A member of the group, working for a third-party company partnered with Anthropic, used his access to the company and information revealed during March’s hack of Mercor, an AI hiring platform, to figure out where the AI was being stored.
Essentially, the hackers were able to guess the website’s URL, and from there, got ahold of Glasswing.
Although they’ve yet to do anything malicious with Mythos, reportedly just using it to make websites, had it fallen to someone with ill intent, it’d be a cybersecurity emergency.

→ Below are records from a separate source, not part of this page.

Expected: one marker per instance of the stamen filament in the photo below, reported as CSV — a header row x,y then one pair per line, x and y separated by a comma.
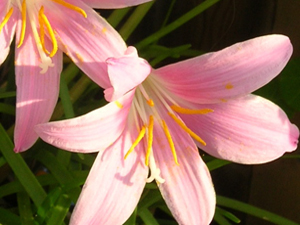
x,y
44,21
72,7
137,140
186,129
6,18
171,143
150,139
190,111
22,35
149,100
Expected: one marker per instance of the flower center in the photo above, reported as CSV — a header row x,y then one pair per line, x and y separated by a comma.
x,y
147,116
34,9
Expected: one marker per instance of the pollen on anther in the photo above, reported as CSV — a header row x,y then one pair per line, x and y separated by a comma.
x,y
6,18
119,104
150,102
170,141
137,140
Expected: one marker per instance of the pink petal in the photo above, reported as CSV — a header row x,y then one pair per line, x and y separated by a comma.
x,y
87,41
247,130
7,33
37,93
188,189
113,4
114,185
231,72
125,73
91,132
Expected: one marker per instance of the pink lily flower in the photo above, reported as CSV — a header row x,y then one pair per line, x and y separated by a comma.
x,y
157,118
41,37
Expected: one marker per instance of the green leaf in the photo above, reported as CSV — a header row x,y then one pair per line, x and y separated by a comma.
x,y
6,217
21,170
147,217
7,108
25,209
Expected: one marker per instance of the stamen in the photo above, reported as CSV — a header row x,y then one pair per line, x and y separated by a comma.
x,y
154,171
150,139
135,143
6,18
44,21
171,143
72,7
149,100
23,11
190,111
186,129
119,104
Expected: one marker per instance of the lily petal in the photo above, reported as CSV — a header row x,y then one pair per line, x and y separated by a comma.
x,y
114,185
121,75
232,72
7,33
188,189
113,4
37,93
85,133
246,130
87,41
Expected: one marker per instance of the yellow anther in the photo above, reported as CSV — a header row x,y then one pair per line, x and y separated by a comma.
x,y
23,11
119,104
171,143
150,102
137,140
190,111
6,18
186,129
150,139
43,20
72,7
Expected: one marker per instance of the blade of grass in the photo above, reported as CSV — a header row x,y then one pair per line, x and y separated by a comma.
x,y
134,19
177,23
9,218
25,209
21,170
60,210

Anthropic has said themselves how disastrous it would be if Glasswing were to reach the public. No longer would you need to be a tech expert to breach a company’s security, with AI agents like Mythos opening up the possibility to execute cyberattacks to a very, very vast audience.
Additionally, AI can work in multiple places at once, as showcased in a study by Stanford University. Every time it spotted something noteworthy, it would essentially duplicate itself to investigate, while the main agent continued to search for vulnerabilities.
This is without mentioning the obvious: unlike humans, AI doesn’t need to sleep, eat, take breaks, etc. At points where a person would have to give up, an AI agent can keep pushing.
And it does all of these things for $18 an hour, in the case of Stanford’s agent.
The amount of money lost through cybercrimes has already been rising; 2024 saw a 33% increase in revenue lost through online theft compared to previous years. Opening up an AI to the public that can commit said crimes, but can hack faster than humans can patch the holes, can only lead to disaster.
All of this is to say, AI’s role in cybersecurity has thus far been fast-tracked, and Anthropic’s security, or lack thereof, is certainly not helping.
Claude Mythos illustrates both the enormous promise and the extreme dangers posed by advanced AI in cybersecurity. While Anthropic likely means well with their mission to revolutionize cybersecurity using AI technology, the leak serves as a warning of just how vulnerable even the most secure systems can be. Had it fallen into the wrong hands, who knows what the fallout could’ve been?